Datasets
Image Dataset
- class torchflare.datasets.ImageDataset(convert_mode: str, *args, **kwargs)[source]
Class to create the dataset for Image Classification.
- classmethod from_csv(csv_path: Union[str, pathlib.Path], path: Union[str, pathlib.Path], input_columns: List[str], transforms: Optional[albumentations.Compose] = None, convert_mode: str = 'RGB', extension: Optional[str] = None, **kwargs)[source]
Classmethod to read inputs from the given csv.
- Parameters
path – The path where images are saved.
csv_path – Full path to the csv file.
input_columns – A list containing names of the image columns containing the image name/ids.
transforms – The augmentations to be used on images.

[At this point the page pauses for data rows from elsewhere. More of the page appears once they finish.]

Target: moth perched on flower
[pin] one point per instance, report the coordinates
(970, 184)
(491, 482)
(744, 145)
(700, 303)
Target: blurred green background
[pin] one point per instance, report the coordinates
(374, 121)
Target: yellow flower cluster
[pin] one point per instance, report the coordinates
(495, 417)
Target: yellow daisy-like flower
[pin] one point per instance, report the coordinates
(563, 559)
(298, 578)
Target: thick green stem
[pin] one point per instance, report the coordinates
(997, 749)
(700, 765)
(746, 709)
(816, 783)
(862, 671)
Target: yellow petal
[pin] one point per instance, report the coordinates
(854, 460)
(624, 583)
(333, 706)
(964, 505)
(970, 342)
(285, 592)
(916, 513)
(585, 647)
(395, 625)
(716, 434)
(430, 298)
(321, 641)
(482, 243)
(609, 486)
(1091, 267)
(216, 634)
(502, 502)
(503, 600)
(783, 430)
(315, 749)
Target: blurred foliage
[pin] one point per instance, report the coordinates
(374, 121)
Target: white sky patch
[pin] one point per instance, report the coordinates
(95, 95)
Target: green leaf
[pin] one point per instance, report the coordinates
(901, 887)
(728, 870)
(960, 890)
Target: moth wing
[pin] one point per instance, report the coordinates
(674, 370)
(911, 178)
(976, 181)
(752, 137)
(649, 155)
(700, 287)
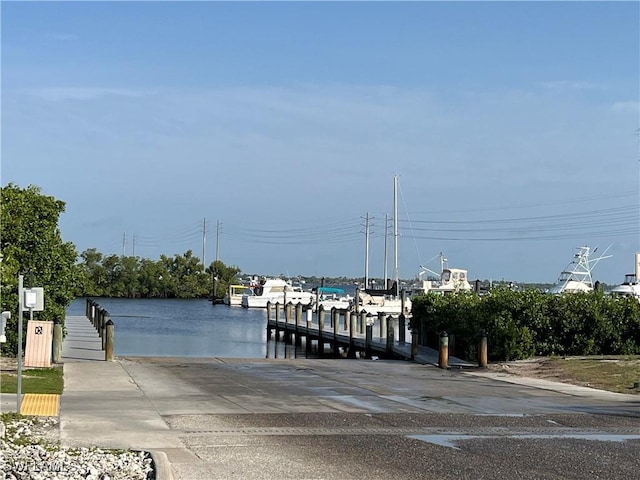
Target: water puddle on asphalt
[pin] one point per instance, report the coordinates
(451, 440)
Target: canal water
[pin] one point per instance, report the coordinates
(186, 328)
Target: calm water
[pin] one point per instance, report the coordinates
(185, 328)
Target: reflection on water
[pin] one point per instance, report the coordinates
(187, 328)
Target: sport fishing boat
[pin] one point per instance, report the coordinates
(577, 276)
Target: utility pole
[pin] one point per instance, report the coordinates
(204, 242)
(217, 238)
(386, 237)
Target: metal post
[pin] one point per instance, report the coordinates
(390, 334)
(108, 350)
(103, 328)
(20, 311)
(368, 337)
(414, 344)
(383, 324)
(443, 357)
(56, 349)
(482, 351)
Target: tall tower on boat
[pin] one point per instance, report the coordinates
(395, 235)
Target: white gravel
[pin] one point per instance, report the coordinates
(30, 450)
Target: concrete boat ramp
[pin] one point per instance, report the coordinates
(221, 418)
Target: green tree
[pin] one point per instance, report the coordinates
(32, 246)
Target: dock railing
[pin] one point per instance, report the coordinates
(344, 331)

extension – The image file extension.
convert_mode – The mode to be passed to PIL.Image.convert.
Example
from torchflare.datasets import ImageDataset import albumentations as A ds = ImageDataset.from_csv(csv_path = "train/train.csv", path = "train/images", input_columns = ['image_ids'], transforms = A.Compose([A.Resize(256,256)] ).targets_from_df(target_columns = ["targets"])
- classmethod from_df(df: pandas.DataFrame, path: Union[str, pathlib.Path], input_columns: List[str], transforms: Optional[albumentations.Compose] = None, convert_mode: str = 'RGB', extension: Optional[str] = None, **kwargs)[source]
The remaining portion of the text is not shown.